As crianças que curtem o Carnaval em companhia dos pais são recebidas pela Guarda Civil Municipal (GCM) e identificadas com uma pulseira de cor azul, contendo nomes delas, do responsável e telefone de contato. A ação é organizada pela Coordenadoria de Ações e Prevenção à Violência (Cprev) e tem como objetivo garantir mais segurança às famílias.
A GCM faz parte do Comitê de Proteção Integral, que envolve vários órgãos que cuidam de crianças e adolescentes. De acordo com o coordenador do Cprev, James Azevedo, a iniciativa de identificar as crianças integra uma das ações municipais de proteção a esse público, que também marca presença nos circuitos da folia. “A gente faz essa identificação para, caso haja algum problema, as patrulhas consigam entregar de volta ao responsável”, conta o gestor.
“Durante o dia, colocamos muito mais identificação quando tem blocos infantis. De sexta (17) para cá, já identificamos mais de 350 pequenos foliões nos três circuitos tradicionais. E a expectativa é identificar ainda mais. Temos à disposição mais de 50 mil pulseiras para distribuir e, com certeza, vamos promover um Carnaval de segurança para a garotada”, acrescentou.
Precaução - O vigilante Leandro Araújo, 32 anos, aproveitou para identificar o filho, Arthur Gabriel, de 6 anos. Pela primeira vez com o pequeno na folia, ele considerou importante a iniciativa. “Me sinto mais seguro, porque se ele se perder, já tem o contato, tudo direitinho. Fico mais tranquilo”.
O oficial de justiça Alisson Souza, 41, estava com os dois filhos, um já de maior, que não necessitou da identificação, e o mais novo, Pedro, também de 6 anos. “É importantíssima essa ação. Eu já tinha visto antes e estava justamente procurando os agentes para identificar meu filho. Esse é o primeiro Carnaval dele, então essa segurança a mais é fundamental”.
As pulseiras são fabricadas com um plástico resistente, à prova d’água, difícil de rasgar e cujo lacre só é facilmente removido se cortado com tesoura.

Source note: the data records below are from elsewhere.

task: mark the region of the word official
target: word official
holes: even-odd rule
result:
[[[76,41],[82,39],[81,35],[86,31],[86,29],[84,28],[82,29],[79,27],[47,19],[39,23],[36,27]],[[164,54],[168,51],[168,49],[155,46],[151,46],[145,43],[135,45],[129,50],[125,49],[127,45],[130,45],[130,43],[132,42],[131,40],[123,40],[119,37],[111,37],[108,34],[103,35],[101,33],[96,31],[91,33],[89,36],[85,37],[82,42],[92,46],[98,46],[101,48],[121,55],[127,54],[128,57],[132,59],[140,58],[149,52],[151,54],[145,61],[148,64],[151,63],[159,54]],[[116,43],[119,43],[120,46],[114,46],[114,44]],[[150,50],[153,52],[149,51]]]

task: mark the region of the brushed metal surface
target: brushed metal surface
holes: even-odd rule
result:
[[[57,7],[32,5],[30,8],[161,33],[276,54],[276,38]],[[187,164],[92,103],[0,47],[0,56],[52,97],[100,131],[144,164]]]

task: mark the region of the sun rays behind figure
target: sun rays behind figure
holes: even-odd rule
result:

O bloco infantil Ibeji abriu a programação no terceiro dia de Carnaval no Circuito Osmar (Centro), neste sábado (18). A agremiação foi puxada pela banda Timbaladies, formada por Patrícia Gomes, Amanda Santiago e Paula Sanffer. A artistas entraram na passarela Nelson Maleiro, no Campo Grande, a bordo de um trio, ao som de ‘Toque de Timbaleiro’.
“Estou super emocionada porque, depois de tantos anos, é a primeira vez em um bloco infantil. É uma novidade boa, porque criança é tudo que há de melhor, é o nosso futuro. Estou muito feliz e espero dar o meu melhor no desfile deste bloco maravilhoso. Pela primeira vez com as Timbaladies no Carnaval. É uma experiência única, é só alegria”, disse a vocalista Patrícia Gomes.
O pequeno folião Pedro Luis, de 13 anos, desfilava pela primeira vez no Ibeji e curtiu a atração. “Desde pequeno venho para o Carnaval com meus pais e agora aqui no Ibeji, estou me divertindo muito. Está muito legal”.
A advogada Rebeca Figueiredo, 34, estava com as filhas Natália e Ariel, de 11 e 4 anos. Ela afirmou que este é o primeiro Carnaval da família e, apesar do calor, estava curtindo o bloco. “Está cansativo, mas divertido. Ainda mais depois de dois anos de pandemia, curtindo com responsabilidade. É uma experiência diferente, mas muito bom proporcionar esse momento de diversão para elas”.
Circuito Dodô – Também neste sábado (18), o bloco Happy animou os pequenos foliões no Circuito Dodô (Barra/Ondina). Sob o comando de Tio Paulinho, com participação da banda Tio Elétrico e de Mariana Silva, o desfile teve o tema “Sou Happy Desde Pequeno”. O bloco coloriu a orla do circuito, agitando crianças, adolescentes e adultos.